Laketool - Your AI Playground

JSON Flash: Laketool Outpaces DynamoDB in Data Retrieval Sprint

14 December 2023

Indroduction
In the ever-evolving landscape of data management, the quest for optimal performance is relentless. Today we want to compare our latest development: Laketool – software for quick data retrieval from JSON data lakes with AI model training capabilities versus popular Amazon Web Service NoSQL database – DynamoDB.

DynamoBD allows storing JSON objects into attributes of tables and performing various operations on these objects such as filtering, updating while retaining nested attributes within these objects. Of course, Laketool using its simple custom query language can also extract any nested data from JSON objects and has extensive capabilities in processing it.

We wanted to present a simple scenario to compare the performance of these systems, in which we extract some data from a rather large JSON dataset, operating directly on files stored in S3.

AWS setup and data migration To achieve this, we loaded a sample batch of data from our data lake, (data sourced from the popular game League of Legends),into the free-tier AWS S3 storage. Next, we spun up a basic Elastic Compute Cloud (EC2) virtual machine instance, creating a data mount to the previously created S3 file storage.

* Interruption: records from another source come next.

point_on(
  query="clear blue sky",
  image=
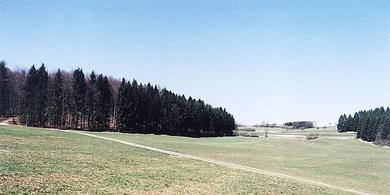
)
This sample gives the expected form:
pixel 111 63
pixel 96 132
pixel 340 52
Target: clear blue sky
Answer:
pixel 262 60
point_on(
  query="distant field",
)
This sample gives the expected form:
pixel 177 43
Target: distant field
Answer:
pixel 329 132
pixel 47 161
pixel 344 162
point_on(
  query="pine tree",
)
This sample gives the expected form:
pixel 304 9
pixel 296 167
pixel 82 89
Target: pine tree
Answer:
pixel 4 89
pixel 56 109
pixel 79 89
pixel 91 101
pixel 42 95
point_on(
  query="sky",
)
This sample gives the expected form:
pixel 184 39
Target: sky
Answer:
pixel 273 61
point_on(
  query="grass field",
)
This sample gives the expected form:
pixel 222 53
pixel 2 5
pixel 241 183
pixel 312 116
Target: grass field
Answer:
pixel 343 162
pixel 47 161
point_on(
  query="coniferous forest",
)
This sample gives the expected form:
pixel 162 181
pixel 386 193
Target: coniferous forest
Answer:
pixel 370 125
pixel 74 100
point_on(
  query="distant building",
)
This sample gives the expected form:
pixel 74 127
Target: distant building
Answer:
pixel 299 124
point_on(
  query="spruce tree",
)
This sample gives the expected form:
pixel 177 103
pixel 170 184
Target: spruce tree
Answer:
pixel 79 90
pixel 4 89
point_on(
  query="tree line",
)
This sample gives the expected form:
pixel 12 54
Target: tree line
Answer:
pixel 73 100
pixel 371 125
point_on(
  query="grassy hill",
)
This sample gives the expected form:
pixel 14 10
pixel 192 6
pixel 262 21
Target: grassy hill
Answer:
pixel 47 161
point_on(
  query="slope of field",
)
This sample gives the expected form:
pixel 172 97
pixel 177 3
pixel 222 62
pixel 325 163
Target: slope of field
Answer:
pixel 342 162
pixel 47 161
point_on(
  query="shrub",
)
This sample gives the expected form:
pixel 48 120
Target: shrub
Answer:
pixel 311 136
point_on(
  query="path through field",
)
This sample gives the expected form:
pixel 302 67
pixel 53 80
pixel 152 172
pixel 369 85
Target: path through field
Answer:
pixel 223 163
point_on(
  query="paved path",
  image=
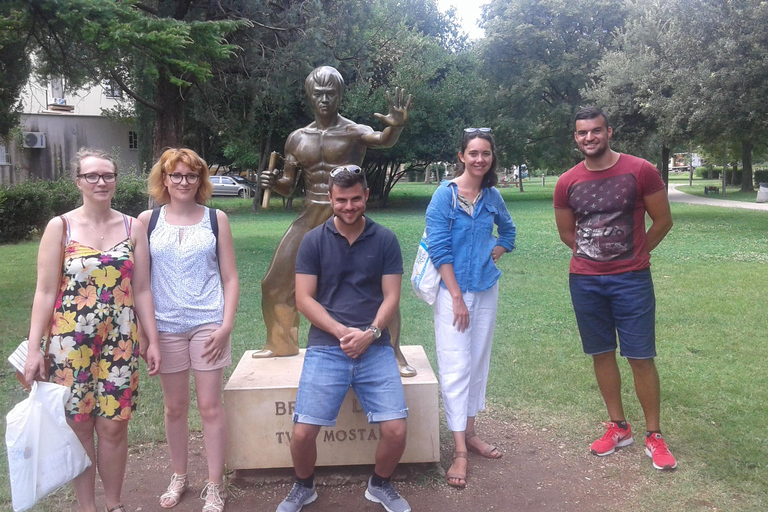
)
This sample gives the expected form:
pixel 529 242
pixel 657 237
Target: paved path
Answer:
pixel 676 196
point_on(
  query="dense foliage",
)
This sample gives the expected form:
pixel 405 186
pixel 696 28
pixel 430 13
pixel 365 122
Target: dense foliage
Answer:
pixel 226 77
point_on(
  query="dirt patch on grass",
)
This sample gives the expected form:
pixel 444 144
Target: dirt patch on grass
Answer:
pixel 537 472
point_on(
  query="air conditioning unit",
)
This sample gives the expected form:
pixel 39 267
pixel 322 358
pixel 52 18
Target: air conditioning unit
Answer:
pixel 33 140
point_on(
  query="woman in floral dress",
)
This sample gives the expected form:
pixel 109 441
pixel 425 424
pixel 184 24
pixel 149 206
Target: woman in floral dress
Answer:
pixel 103 286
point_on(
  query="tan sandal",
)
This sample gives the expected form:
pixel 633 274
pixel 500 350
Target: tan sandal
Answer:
pixel 176 489
pixel 457 475
pixel 214 496
pixel 487 452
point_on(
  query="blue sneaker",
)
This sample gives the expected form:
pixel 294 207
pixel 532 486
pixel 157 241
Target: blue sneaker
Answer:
pixel 389 498
pixel 297 498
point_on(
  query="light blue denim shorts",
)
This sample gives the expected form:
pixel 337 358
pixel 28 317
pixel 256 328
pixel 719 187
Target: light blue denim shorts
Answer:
pixel 327 375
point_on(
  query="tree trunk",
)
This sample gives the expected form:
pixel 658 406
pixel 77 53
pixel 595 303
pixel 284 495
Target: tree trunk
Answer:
pixel 169 121
pixel 665 165
pixel 746 166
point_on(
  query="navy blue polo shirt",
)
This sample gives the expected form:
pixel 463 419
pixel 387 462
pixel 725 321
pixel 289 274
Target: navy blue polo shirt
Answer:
pixel 349 276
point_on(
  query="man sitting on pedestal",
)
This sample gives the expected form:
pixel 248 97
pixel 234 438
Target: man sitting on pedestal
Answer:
pixel 348 277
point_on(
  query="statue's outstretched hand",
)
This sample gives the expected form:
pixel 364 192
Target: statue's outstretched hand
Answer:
pixel 398 109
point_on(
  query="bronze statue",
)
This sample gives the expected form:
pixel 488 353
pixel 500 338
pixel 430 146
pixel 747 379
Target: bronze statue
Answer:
pixel 330 141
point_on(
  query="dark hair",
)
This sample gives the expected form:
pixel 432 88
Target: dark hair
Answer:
pixel 84 153
pixel 490 179
pixel 347 179
pixel 324 76
pixel 591 113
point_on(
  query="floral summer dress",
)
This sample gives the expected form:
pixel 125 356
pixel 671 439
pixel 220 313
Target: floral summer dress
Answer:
pixel 94 337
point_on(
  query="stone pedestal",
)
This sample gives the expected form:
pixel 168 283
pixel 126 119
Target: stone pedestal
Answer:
pixel 259 399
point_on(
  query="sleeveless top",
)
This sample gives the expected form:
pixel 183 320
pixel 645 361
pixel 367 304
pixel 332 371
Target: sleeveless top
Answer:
pixel 186 284
pixel 93 332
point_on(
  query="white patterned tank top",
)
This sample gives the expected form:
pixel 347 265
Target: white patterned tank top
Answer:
pixel 186 283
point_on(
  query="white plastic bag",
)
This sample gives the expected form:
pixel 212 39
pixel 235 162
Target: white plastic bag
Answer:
pixel 425 279
pixel 43 451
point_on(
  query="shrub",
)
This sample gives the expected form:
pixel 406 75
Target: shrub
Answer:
pixel 26 208
pixel 131 194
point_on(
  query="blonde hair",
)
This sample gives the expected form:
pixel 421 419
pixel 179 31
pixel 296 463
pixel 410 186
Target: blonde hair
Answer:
pixel 167 164
pixel 84 153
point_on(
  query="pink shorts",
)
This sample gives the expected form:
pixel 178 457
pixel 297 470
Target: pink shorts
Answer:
pixel 184 350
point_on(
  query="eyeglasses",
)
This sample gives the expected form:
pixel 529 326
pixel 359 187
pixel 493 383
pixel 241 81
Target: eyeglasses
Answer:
pixel 177 178
pixel 94 178
pixel 353 169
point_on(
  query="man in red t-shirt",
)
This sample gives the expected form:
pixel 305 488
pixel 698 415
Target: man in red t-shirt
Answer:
pixel 600 207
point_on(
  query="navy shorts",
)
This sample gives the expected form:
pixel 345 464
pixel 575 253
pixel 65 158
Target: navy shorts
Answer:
pixel 623 303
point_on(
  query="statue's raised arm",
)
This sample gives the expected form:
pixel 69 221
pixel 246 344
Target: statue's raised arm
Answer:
pixel 394 120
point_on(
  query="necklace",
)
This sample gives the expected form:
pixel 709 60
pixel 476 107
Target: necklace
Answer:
pixel 93 228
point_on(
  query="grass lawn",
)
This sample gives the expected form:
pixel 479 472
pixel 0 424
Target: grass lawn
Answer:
pixel 711 328
pixel 732 192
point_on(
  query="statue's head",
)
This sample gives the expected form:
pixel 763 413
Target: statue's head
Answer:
pixel 324 76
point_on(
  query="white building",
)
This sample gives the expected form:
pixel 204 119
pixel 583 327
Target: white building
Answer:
pixel 55 123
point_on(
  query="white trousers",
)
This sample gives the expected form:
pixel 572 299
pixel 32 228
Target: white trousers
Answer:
pixel 463 358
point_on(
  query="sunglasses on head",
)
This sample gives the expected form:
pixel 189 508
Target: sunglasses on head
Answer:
pixel 352 169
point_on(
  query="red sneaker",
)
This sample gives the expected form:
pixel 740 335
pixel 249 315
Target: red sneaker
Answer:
pixel 614 437
pixel 656 449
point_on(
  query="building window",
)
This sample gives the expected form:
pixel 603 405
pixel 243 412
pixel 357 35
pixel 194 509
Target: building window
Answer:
pixel 133 140
pixel 112 90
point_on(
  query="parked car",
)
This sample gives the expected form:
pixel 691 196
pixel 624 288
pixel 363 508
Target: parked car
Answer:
pixel 232 186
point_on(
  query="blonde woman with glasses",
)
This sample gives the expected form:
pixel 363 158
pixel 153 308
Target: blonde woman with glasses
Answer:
pixel 91 303
pixel 195 285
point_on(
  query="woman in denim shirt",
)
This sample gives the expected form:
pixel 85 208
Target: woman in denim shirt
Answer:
pixel 460 222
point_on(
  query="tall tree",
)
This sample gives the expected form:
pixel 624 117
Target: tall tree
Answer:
pixel 538 55
pixel 691 71
pixel 14 67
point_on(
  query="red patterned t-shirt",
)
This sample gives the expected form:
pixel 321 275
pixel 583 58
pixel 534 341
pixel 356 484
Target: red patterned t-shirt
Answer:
pixel 610 214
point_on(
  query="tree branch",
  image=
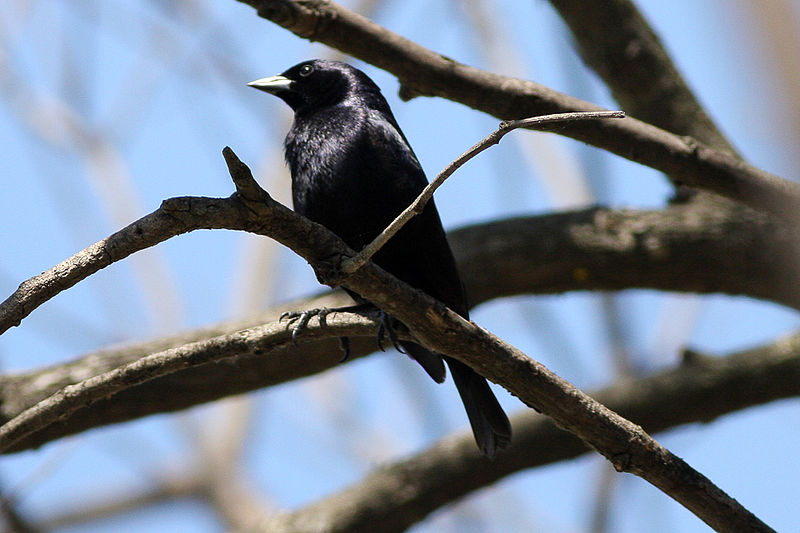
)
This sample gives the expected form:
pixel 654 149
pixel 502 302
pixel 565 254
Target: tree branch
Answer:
pixel 626 445
pixel 682 248
pixel 646 83
pixel 698 391
pixel 424 72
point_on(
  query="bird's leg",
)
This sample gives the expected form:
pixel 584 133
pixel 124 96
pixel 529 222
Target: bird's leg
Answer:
pixel 344 344
pixel 303 317
pixel 387 328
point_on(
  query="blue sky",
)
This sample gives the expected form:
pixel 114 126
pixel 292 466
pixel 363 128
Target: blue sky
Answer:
pixel 107 108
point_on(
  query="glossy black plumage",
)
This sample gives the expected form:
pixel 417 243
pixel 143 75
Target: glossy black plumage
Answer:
pixel 353 171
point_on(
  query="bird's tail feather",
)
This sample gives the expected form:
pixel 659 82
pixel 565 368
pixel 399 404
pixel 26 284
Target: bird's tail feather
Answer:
pixel 431 362
pixel 489 423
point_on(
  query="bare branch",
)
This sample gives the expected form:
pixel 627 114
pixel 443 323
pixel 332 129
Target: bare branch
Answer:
pixel 693 392
pixel 424 72
pixel 627 446
pixel 257 340
pixel 685 247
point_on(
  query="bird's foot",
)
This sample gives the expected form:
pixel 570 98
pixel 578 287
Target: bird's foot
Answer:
pixel 302 319
pixel 298 320
pixel 387 328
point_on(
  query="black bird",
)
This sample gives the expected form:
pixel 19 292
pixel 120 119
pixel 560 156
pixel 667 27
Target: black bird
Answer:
pixel 353 171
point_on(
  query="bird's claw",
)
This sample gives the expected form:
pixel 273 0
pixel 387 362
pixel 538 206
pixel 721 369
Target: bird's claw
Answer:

On the EC2 instance we installed the Laketool instance, which with access to the JSON files facilitated by S3 data mount, the system was ready to operate, querying and interacting with JSON files seamlessly.

On the side of DynamoDB we use a tool provided by AWS to migrate JSON files stored on S3 to DynamoDB as entries in the database table. For this purpose we needed to transform the original data, for DynamoDB to know types of each property (“payload” of files of unchanged) before running migration from the AWS control panel. For this purpose we wrote a custom script that was runned on EC2 with access to s3 to process all JSON files in the. lake It is also worth mentioning at this point that the process of migrating a mere 15474 files from s3 to DynamoDB took as long as 9 hours 20 minutes. Probably due to the low data throughput of DynamoDB.

Here is summary of AWS services created for this experiment:

EC2
- Instance type: t2.micro
- OS: Ubuntu 22.04
- CPU: Intel Xeon E5-2676 v3 (1) @ 2.400GHz
- GPU: 00:02.0 Cirrus Logic GD 5446
- RAM: 1GB
- Drive: s3 mounted by NFS: 144 MB/s Read speed, 110 MB/s Write speed

S3: S3 free tier 5GB

DynamoDB (free tier): 25 RCU 25 WCU

Experiment
In this experiment we query data of 15474 files of League of Legends matches (average size of file is 21 KB) in both setups. The match file is quite nested JSON with a lot of properties. The structure of these files can be found in Riot (developer of League of Legends) API documentation.

We wanted to know for each match what was the total amount of damage inflicted by the first player during the game. JSON path to this data is as follows: “$.info.participants[0].totalDamageDealt”

Results
Query in Laketool running on EC2 took 49.218s to retrieve full data. On the side of the DynamoDB query was executing for 7 min 47.703s which is almost 10 times slower but then it fails with error:

SELECT failed. ProvisionedThroughputExceededException.
H2UR3BJP0C3O0UCK8RADAU94GVVV4KQNSO5AEMVJF66Q9ASUAAJG. The level of configured provisioned throughput for the table was exceeded. Consider increasing your provisioning level with the UpdateTable API. Terminated

Which suggests that for this amount of data, DynamoDB’s data throughput is too low (in base free version) and it can’t execute the query, returning the full data.

Conclusions
Based on the test performed, it can be seen that Laketool running under the conditions of a weak free VM instance on the AWS platform, performs much better at the task of extracting data from JSON files than DynamoDB in the free version. Especially because Laketool doesn’t require the costly (in terms of time) and problematic process of migrating data from a file store to a database like DynamoDB does, but instead can run on uploaded files right away. Without the need for actually any configuration, other than pointing to the path of the data lake.